The World Trade Organization (WTO)

 

Every ruling of the WTO proves that the institution is fundamentally flawed, designed to place corporate profits above the need to protect our environment, our health and our democracy.

The World Trade Organization was established in 1995 following the Uruguay Round of the General Agreement on Tariffs and Trade (GATT) negotiations. The WTO transformed the GATT, which focused primarily on tariff and quotas, into a new global commerce agency with the same legal status as the United Nations.

The WTO is empowered to enforce global commerce rules with the imposition of economic sanctions. The WTO's rules cover food and environmental standards, regulation of services such as insurance and transport, how the government can use tax dollars, copyright and patent law, farm policy, and more.

The WTO expands key aspects of the North American Free Trade Agreement (NAFTA), to the entire world. Like NAFTA, the WTO vests panels staffed by trade bureaucrats with the power to enforce its binding rules. And like NAFTA, WTO rules may challenge a country's laws if they pose barriers to trade and investment.

The WTO's tribunals conduct WTO challenge cases in secret. Even briefs from the public are only accepted by WTO panels if endorsed by a government. Furthermore, only national governments are allowed to participate, so a state attorney general could only assist with defense of a challenge against a state law, if invited to do so. A government that has lost a WTO case has no recourse to appeal outside of the WTO. Once a final WTO ruling is issued, losing countries have only three choices: change their law to conform to the WTO requirements, pay permanent compensation to the winning country, or face trade sanctions.

 

The WTO's Record on Public Health and the Environment

Every public health or environmental law challenged under the WTO has been ruled to constitute an illegal barrier to trade. Among the WTO's casualties:

* Clean Air: A regulation of the Clean Air Act enabled the government to set a mandatory gasoline cleanliness standard for oil refiners. This law was applied equally to foreign and domestic refiners in the interest of minimizing air pollution. After the WTO ruled that the law violated GATT rules, the U.S. amended the rule, allowing in less clean gasoline.

* Artificial Hormone in Beef: The European Union (EU) has a public health ban on beef containing artificial hormones. In May 1997, a WTO panel declared that the European Union's ban on imports of beef produced with artificial growth hormones violated international trade rules and was consequently illegal. Not only was public health risk disregarded by the WTO under the cover of free trade, but so was the popular will. For the law's principal purpose was to meet widespread popular concerns among European consumers over chemicals in food. With its ruling, the WTO has shown that it has the power to go over the heads of democratically elected governments to decide what health or environmental rules have a 'valid' scientific basis.

* Endangered species: The US Marine Mammal Act placed an embargo on tuna caught with dolphin-killing methods. It was denounced by Mexico as a protectionist trade weapon designed to close markets to foreign competitors. Rather than reform its practices, Mexico sued the US and succeeded in having the law declared illegal under GATT rules, under the pretext that the way in which a product is produced may not be used as grounds for trade discrimination.

The U.S. Endangered Species Act bans the import of shrimp from the U.S. or abroad caught without inexpensive devices that protect endangered sea turtles from slaughter from shrimp fishing nets. The WTO ruled against the U.S. law because it was an illegal encroachment on the sovereignty of other governments for the U.S. to set rules for what can enter the U.S. market.

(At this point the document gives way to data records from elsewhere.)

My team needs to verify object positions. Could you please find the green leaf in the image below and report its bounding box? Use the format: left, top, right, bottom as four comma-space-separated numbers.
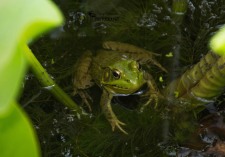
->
0, 0, 63, 114
210, 26, 225, 56
0, 103, 40, 157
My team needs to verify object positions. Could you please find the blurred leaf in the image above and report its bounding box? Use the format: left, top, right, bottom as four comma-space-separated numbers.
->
0, 0, 63, 114
0, 103, 39, 157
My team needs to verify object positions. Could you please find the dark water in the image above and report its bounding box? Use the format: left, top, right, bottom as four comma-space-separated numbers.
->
21, 0, 225, 157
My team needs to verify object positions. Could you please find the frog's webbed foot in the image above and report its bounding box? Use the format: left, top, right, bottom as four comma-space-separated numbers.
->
101, 91, 128, 134
107, 114, 128, 134
140, 73, 163, 112
73, 90, 93, 112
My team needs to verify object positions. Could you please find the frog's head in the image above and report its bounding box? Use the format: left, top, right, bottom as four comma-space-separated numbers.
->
100, 60, 145, 95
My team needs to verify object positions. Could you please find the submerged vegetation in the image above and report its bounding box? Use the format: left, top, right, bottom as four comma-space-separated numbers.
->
20, 0, 225, 157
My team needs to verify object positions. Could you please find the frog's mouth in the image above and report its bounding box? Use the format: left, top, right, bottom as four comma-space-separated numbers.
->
131, 83, 148, 95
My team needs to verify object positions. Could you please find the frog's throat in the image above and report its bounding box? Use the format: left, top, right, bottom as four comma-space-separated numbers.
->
104, 84, 138, 95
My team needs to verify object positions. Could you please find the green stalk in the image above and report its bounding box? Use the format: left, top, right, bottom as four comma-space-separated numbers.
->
24, 45, 83, 114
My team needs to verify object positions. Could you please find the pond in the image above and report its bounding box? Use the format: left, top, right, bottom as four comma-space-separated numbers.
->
20, 0, 225, 157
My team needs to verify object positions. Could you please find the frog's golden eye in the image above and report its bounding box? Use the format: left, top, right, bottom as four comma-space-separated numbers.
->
137, 63, 142, 71
112, 69, 121, 79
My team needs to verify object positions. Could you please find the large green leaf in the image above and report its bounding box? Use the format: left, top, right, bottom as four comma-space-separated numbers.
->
0, 102, 40, 157
0, 0, 63, 157
0, 0, 63, 114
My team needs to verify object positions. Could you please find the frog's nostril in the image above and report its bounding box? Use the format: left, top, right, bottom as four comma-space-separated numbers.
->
130, 61, 139, 70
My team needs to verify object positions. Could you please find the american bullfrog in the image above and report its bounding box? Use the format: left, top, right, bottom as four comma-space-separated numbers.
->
73, 41, 166, 134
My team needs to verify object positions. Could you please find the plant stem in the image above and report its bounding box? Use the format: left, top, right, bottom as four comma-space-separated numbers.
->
23, 45, 83, 114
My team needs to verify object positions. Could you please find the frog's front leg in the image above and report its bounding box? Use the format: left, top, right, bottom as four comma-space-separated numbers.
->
100, 90, 128, 134
141, 73, 162, 111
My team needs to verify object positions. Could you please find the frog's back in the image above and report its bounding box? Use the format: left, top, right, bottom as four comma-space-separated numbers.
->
94, 50, 128, 67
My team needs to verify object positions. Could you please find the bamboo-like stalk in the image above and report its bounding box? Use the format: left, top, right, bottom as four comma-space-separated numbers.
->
23, 45, 84, 114
164, 51, 225, 104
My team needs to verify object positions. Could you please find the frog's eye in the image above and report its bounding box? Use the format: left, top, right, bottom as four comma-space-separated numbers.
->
112, 69, 121, 79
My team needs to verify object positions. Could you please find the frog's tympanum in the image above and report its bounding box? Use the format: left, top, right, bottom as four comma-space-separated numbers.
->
73, 41, 166, 134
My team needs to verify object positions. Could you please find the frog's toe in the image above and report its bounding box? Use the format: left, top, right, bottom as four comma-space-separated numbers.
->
110, 119, 128, 134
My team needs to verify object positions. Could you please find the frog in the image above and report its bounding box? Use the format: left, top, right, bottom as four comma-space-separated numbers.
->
73, 41, 167, 134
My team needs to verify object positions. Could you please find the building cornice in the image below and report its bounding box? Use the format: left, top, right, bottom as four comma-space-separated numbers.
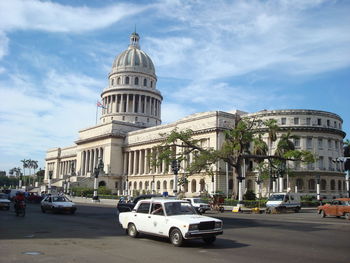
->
242, 109, 343, 123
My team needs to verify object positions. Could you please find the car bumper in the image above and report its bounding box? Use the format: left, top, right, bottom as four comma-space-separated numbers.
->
0, 203, 10, 208
184, 229, 224, 239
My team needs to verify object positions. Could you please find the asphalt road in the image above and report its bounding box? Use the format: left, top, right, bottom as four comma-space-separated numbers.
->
0, 205, 350, 263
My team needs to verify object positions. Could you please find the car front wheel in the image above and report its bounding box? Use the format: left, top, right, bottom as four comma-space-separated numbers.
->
128, 223, 139, 237
203, 236, 216, 245
170, 228, 184, 247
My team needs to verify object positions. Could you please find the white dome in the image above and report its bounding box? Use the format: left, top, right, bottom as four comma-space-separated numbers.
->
112, 33, 155, 76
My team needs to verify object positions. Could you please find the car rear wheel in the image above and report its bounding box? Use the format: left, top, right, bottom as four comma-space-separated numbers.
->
203, 236, 216, 245
128, 223, 139, 238
344, 213, 350, 220
170, 228, 184, 247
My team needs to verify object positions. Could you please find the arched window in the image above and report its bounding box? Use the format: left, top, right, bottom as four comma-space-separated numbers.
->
247, 179, 253, 190
309, 179, 315, 190
296, 178, 304, 190
183, 182, 188, 193
199, 179, 205, 192
191, 179, 197, 193
331, 180, 335, 191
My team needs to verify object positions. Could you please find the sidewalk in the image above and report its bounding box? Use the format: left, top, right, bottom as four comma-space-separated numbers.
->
68, 196, 118, 206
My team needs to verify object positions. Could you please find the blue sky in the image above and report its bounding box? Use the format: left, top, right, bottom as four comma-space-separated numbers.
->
0, 0, 350, 171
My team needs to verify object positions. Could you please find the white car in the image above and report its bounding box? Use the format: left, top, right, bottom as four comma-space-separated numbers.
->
119, 198, 223, 246
41, 195, 77, 214
0, 193, 11, 210
184, 197, 210, 214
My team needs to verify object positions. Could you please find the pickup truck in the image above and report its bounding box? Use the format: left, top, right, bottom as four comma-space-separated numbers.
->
117, 194, 161, 213
119, 198, 223, 246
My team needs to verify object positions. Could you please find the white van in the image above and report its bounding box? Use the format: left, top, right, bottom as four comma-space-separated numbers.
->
266, 192, 301, 213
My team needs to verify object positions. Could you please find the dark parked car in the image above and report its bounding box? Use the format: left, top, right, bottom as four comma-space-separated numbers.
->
117, 194, 162, 213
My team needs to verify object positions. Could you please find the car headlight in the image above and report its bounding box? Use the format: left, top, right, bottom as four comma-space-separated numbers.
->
188, 224, 198, 231
215, 222, 222, 228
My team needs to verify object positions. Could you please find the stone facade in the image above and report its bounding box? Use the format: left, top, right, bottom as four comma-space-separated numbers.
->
45, 33, 345, 199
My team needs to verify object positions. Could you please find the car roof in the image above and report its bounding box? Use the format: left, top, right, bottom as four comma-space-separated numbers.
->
334, 198, 350, 201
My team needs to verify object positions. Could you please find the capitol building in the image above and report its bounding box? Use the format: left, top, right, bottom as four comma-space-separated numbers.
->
45, 33, 346, 198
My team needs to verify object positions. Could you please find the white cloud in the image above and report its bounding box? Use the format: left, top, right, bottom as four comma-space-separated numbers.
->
151, 0, 350, 80
0, 0, 147, 33
0, 70, 101, 169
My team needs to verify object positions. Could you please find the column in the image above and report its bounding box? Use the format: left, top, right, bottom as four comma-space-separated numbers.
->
128, 151, 132, 175
119, 94, 124, 112
125, 94, 130, 112
143, 149, 149, 174
139, 150, 144, 174
123, 152, 129, 175
137, 95, 142, 113
131, 94, 136, 113
133, 151, 137, 174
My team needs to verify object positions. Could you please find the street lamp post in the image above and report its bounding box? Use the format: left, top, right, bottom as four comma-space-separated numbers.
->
48, 171, 53, 194
316, 174, 321, 201
332, 157, 350, 198
92, 159, 104, 202
171, 159, 180, 195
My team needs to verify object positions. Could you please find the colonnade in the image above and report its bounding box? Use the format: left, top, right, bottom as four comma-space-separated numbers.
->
80, 148, 103, 175
59, 160, 76, 178
102, 94, 161, 118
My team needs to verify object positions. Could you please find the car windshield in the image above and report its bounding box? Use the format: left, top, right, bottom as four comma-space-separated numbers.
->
269, 195, 284, 201
0, 194, 7, 199
164, 202, 197, 216
193, 198, 207, 204
52, 196, 69, 202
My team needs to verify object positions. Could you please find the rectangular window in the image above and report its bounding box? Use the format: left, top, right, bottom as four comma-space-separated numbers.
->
328, 140, 332, 149
328, 157, 333, 171
306, 138, 312, 149
137, 202, 150, 214
318, 156, 324, 170
318, 138, 323, 149
294, 138, 300, 148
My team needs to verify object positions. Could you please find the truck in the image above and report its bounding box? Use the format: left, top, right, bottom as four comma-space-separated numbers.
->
266, 192, 301, 213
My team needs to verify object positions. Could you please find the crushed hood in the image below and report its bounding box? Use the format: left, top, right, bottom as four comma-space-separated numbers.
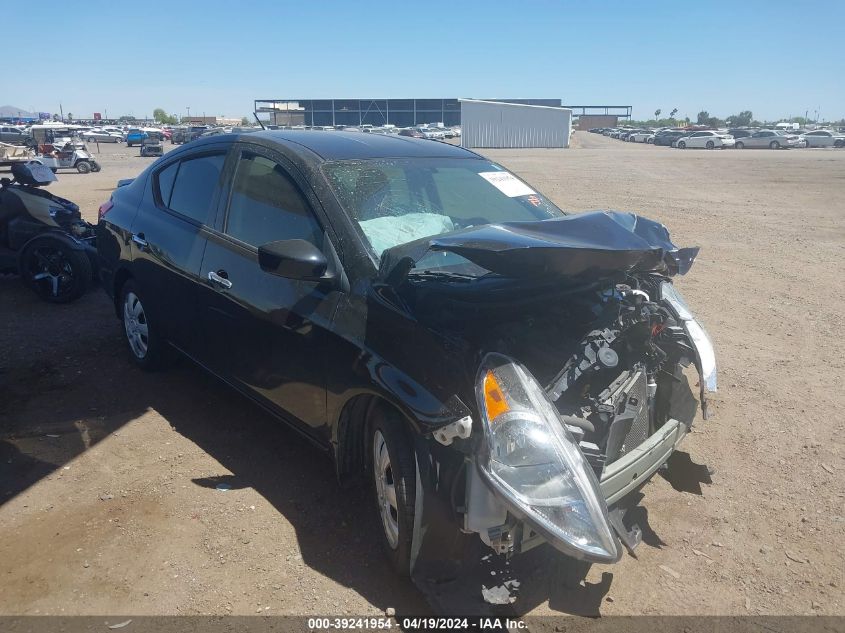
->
379, 211, 699, 286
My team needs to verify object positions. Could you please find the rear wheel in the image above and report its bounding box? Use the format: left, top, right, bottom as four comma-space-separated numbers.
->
369, 412, 416, 576
20, 238, 92, 303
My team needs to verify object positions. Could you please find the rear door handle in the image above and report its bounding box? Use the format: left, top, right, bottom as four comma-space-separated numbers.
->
208, 270, 232, 290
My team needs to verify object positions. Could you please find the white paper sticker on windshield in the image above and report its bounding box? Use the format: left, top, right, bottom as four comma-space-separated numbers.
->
478, 171, 537, 198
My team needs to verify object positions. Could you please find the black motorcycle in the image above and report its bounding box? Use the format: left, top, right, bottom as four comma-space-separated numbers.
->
0, 162, 97, 303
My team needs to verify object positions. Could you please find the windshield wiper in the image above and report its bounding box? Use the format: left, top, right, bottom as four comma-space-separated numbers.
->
408, 270, 480, 282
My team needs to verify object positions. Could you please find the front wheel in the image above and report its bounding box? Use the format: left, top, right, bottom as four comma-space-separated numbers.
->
369, 412, 416, 576
20, 238, 92, 303
120, 279, 169, 370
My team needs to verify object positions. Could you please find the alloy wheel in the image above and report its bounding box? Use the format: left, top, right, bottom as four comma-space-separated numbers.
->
373, 430, 399, 549
123, 292, 150, 359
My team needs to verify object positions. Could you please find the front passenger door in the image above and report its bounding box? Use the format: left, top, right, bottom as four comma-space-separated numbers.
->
199, 145, 338, 435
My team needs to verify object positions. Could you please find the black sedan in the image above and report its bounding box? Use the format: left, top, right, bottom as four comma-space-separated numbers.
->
97, 130, 716, 582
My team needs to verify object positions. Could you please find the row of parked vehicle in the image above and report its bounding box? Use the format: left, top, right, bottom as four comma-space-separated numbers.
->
590, 127, 845, 149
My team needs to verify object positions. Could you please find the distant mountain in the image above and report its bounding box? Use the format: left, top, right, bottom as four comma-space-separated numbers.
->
0, 106, 38, 119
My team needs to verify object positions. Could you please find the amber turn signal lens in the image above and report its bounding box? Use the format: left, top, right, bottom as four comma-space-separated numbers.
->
484, 371, 510, 422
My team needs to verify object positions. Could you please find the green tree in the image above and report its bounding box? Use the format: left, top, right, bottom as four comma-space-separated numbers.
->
153, 108, 179, 125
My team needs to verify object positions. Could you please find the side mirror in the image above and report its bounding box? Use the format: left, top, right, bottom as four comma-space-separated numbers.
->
258, 240, 329, 281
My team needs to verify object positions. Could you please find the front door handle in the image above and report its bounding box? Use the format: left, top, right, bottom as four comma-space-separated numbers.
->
208, 270, 232, 290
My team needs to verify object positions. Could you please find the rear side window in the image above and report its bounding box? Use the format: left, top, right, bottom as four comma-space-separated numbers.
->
162, 154, 226, 224
158, 163, 179, 207
226, 152, 322, 247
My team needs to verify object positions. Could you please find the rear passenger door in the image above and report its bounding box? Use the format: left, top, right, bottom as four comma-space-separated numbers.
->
199, 144, 339, 435
130, 145, 228, 356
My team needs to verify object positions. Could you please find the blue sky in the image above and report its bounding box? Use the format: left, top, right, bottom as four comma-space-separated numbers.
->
0, 0, 845, 119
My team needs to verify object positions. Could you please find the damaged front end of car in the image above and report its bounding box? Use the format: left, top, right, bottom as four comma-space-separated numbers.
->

It has been estimated that 80% of America's environmental legislation could be challenged and declared illegal before WTO panels.

 

The WTO on Labor Rights and Standards

 

The WTO effectively marginalizes labor issues by relegating them to the International Labor Organization (ILO) ­ a body with weak enforcement capacity (unlike the WTO), and sets up an adversarial relationship between trade objectives and labor policy objectives. For instance, under WTO rules it is illegal for a government to ban a product based on the way it is produced. Thus, even if a WTO member has laws prohibiting domestic child labor, it could not choose to ban imported items made with slave or child labor, both of which are prohibited by the ILO's core labor standards.

Local and State Regulations

Regulations requiring that imported products meet local standards on such matters as recycling, toxic substances, labelling and meat inspection could all be subject to challenge by the WTO. Conservation measures that restrict the export of a country's own resources, such as forestry products, minerals, and fish products, could be ruled unfair trade practices, as could requirements that locally harvested timber or other resources be processed locally to provide local employment.

Local interests are no longer a valid basis for local laws under the WTO regime. The interests of international trade, which are primarily the interests of transnational corporations, take precedence.

 

Flawed Institution

Every ruling of the WTO proves that the institution as it stands is fundamentally flawed, designed as it is to place corporate profits above the need to protect our environment, our health and our democracy.

Politicians must accept that in order to govern in the public interest they will have to curb the destructive activities of big business and its perceived right to make profits at any cost. Until they do, the list of essential laws struck down in the name of free trade will continue to grow even longer.